Music v. State

Annotate this Case

244 Ga. 832 (1979)

262 S.E.2d 128

MUSIC v. THE STATE.

35547.

Supreme Court of Georgia.

Submitted October 26, 1979.

Decided December 5, 1979.

James C. Abernathy, for appellant.

Glenn Thomas, Jr., District Attorney, Arthur K. Bolton, Attorney General, Mary Beth Westmoreland, Staff Assistant Attorney General, for appellee.

MARSHALL, Justice.

The jury found the defendant guilty of murder, and he was sentenced to life in prison. On appeal, his sole enumeration of error is that the trial judge erred in denying his motion for new trial on the ground that he should have been allowed to prove previous, specific acts of violence of the victim against persons other than the appellant showing the same type of violence that was threatened against him, for the purpose of showing that the victim had a long reputation for acts of a like nature.

1. Even assuming that the evidence in this case was sufficient to make a prima facie showing that the unarmed victim was assailing the defendant at the time of the shooting, so as to make evidence of the character of the victim admissible (Maynor v. State, 241 Ga. 315, 316 (245 SE2d 268) (1978) and cits.), "where the deceased's general character is admissible, his character for violence cannot be established by specific acts." (Emphasis supplied.) Maynor v. State, supra, p. 315 and cits. In Henderson v. State, 234 Ga. 827 (1) (218 SE2d 612) (1975), cited by the appellant, although this court held that the defendant should have been allowed to show the general reputation for shooting people, the court nevertheless excluded specific acts of violence to show that general reputation.

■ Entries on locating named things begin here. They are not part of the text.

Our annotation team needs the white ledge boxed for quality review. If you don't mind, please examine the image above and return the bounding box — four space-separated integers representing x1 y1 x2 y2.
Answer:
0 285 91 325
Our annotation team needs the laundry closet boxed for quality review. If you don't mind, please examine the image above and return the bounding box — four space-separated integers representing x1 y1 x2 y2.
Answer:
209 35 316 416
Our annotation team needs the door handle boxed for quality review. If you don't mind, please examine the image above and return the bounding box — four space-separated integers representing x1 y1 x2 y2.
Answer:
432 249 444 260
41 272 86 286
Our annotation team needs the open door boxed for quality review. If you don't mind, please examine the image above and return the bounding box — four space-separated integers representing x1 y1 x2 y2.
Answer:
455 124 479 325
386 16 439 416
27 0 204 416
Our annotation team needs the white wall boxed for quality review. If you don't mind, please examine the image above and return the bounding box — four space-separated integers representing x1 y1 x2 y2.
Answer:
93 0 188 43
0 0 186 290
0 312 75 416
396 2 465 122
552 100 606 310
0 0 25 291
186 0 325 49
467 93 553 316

The trial judge properly limited the evidence to general reputation, excluding specific acts of violence, and properly denied the motion for new trial on this ground.

2. The appellant has filed in this court a "motion for extraordinary relief," alleging the discovery by his attorney of certain unspecified newly-discovered evidence, allegedly discovered after the motion for new trial was overruled, but before the time for filing the notice of appeal to this court had expired. It is alleged that "in order for equity and justice to prevail, the supreme court should remand the case to the trial court for further hearing on appellant's motion for new trial," and that "his attorney could not petition the trial court due to the running of the 30-day limitation period on the filing of the *833 notice of appeal."

We consider the motion to be one in the nature of an extraordinary motion for new trial upon the ground of newly-discovered evidence. Such motion is not properly made initially in the appellate court, which is for the correction of errors from the trial court. Even when it is properly filed in the trial court, moreover, it is not favored by the law, is addressed to the sole discretion of the trial judge (Bradley v. Bradley, 232 Ga. 717, 718 (208 SE2d 817) (1974)and cits.), and must satisfy the court of the six conditions set out in Emmett v. State, 232 Ga. 110, 117 (7a) (205 SE2d 231) (1974) and cit.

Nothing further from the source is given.